雨音の周波数
 ドアを開けると男性の店員さんが近寄ってきた。

「いらっしゃいませ」
「予約した大倉です」
「お待ちしておりました。お連れ様がお待ちです。こちらへどうぞ」

 大倉さんはもう来てるんだ。

 店員さんの後について歩く。白いテーブルクロスの掛かった席をいくつも通り過ぎ、個室へと案内された。
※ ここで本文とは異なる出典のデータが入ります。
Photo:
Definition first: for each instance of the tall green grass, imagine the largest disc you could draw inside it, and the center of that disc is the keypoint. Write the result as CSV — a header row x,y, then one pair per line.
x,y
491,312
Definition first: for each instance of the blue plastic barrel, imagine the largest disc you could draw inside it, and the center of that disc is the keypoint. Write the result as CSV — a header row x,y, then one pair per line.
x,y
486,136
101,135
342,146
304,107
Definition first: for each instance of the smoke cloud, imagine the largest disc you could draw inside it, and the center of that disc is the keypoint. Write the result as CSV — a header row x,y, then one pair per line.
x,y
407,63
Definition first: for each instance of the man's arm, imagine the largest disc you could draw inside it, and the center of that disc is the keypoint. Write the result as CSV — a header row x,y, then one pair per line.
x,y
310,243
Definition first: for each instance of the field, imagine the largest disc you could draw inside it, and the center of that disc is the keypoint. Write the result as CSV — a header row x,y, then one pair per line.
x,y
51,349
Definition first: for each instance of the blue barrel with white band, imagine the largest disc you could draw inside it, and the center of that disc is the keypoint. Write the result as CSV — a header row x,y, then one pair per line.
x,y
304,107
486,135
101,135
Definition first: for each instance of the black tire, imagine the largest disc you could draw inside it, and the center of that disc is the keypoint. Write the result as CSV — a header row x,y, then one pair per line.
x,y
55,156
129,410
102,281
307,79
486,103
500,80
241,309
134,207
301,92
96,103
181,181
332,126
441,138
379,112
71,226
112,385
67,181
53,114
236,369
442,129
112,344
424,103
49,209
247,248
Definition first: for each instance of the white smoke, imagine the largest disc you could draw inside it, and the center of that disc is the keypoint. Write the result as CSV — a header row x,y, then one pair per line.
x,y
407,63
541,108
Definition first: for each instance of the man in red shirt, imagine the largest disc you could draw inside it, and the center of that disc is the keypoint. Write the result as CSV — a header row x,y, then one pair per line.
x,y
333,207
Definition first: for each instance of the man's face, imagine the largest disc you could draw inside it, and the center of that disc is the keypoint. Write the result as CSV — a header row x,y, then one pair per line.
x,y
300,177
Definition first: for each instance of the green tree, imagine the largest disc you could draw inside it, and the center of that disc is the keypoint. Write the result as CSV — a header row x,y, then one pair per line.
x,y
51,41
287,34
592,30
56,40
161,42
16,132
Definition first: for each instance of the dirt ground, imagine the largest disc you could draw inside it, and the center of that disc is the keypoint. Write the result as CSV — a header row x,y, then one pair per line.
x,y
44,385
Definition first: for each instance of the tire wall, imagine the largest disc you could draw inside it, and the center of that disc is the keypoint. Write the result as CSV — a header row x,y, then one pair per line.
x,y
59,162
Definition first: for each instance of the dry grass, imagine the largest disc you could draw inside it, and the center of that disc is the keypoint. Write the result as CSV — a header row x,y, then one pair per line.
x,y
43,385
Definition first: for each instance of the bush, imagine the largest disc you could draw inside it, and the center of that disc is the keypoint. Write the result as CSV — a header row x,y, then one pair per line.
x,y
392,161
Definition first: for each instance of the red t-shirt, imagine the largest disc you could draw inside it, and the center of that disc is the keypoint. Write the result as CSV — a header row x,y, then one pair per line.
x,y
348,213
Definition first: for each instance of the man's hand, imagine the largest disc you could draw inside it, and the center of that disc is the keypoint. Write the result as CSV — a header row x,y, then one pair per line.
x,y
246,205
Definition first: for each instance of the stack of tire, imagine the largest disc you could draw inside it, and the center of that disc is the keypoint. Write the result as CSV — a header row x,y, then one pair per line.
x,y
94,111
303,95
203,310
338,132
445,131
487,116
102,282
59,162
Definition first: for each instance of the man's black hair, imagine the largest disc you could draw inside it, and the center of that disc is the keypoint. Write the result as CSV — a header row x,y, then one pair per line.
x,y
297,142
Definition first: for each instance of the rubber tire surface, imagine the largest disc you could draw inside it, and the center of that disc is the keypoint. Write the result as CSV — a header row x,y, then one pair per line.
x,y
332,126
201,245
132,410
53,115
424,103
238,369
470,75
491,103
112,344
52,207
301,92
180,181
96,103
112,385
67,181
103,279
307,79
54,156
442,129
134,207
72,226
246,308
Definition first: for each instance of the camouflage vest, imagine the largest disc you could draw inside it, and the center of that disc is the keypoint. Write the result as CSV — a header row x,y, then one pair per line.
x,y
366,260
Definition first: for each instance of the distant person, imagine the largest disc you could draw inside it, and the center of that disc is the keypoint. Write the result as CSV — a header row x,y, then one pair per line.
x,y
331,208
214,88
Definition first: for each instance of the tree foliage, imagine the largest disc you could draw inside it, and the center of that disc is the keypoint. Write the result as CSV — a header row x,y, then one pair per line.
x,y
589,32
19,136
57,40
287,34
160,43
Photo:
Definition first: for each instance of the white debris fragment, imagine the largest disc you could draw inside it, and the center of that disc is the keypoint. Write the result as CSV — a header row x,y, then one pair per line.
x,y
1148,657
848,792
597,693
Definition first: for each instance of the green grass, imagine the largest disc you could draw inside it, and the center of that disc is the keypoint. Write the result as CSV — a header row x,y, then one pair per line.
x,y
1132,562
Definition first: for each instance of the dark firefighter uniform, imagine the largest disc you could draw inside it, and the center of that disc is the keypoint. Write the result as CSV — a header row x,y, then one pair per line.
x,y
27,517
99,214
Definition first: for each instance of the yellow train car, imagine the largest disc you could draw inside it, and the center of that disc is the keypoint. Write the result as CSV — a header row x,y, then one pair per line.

 そこにはなぜか佐久間さんがいた。私が呆然と立ち尽くし、店員さんは会釈をして出て行ってしまう。

「どういうことですか?」
「とりあえず座りなさい」

 立っていても仕方がない。言われた通りに座った。

 佐久間さんはラジオ局での会議が詰まっていて、今日は一度も会うことはなかった。

「座りました。説明してください」
「驚かせてごめんね。小野の見合い相手は僕だよ」
「えっ? 大倉さんですよね」
「それは嘘」

 話が全く見えない。なんで私と佐久間さんがお見合いを? いやその前に、ここまで手の込んだことをしてまでお見合いを?

「ゆっくり話そう。ここは僕の奢りだから。ここで二番目に高いコースを頼んでおいたよ」
「奮発してくださりありがとうございます」

 わざと嫌みのように言ってみる。佐久間さんは楽しそうに微笑んでいる。

 ああ、男って訳がわからない。